02.闇の鳴動 --------------------



それは、闇。

光があれば、そこには闇がある。必ず、ある。
それがこの世の理。

2004年8月、アテネの地で日本代表は最も価値のない銅メダルを手にした。
初めてオールプロで闘った五輪。それは、最も過酷な五輪だった。
誰もが「必ず金メダルを獲る」と信じて疑わなかった。
だが、結果は格下とも思われる相手に負け、無惨にも3位。
予選であれほどの盛り上がりを見せた国民も、失望の溜息ともに野球そのものへの興味を失ってしまったようだ。

「だから奴らには無理だと言ったでしょう」

その暗闇の中、小柄な老人は長めの白髪を揺らしながら、嘲笑うように言う。
手元には切り子のグラスに、透明な酒が揺らめいている。

「だから金を遣うのは厭だったんですよ」

その老人の向かいに座る、もう一人の老人。眼鏡の奥でぎらりと瞳が光る。
それは獲物を狙う爬虫類のようでもあった。

「仕方ありませんね。成績が悪ければお仕置きがあるものです」
「無駄にした金も取り返せる、とびっきりのお仕置きですな」

どちらもの唇が釣り上がる。
その歪みは酷く醜悪なものであることに、二人は気付かない。
ただ闇の中で、低く笑いが零れるのみ。

「さあ、誰が生き残るのか。
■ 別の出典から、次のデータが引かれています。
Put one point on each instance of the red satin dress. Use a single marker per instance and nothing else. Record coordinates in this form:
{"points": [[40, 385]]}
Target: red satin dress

誰も生き残れないのか。
 ゲームを愉しもうじゃありませんか」

「では、もう一度乾杯といきますかな」

繊細な音を立てて、二人の手元にあるグラスが合わせられた。
野球界に巣くう、二人の怪物の手で打ち鳴らされたその乾杯の音は、同時に、凄惨なゲームの幕開けでもあった。

そして、日本球界最大の闇が始まる。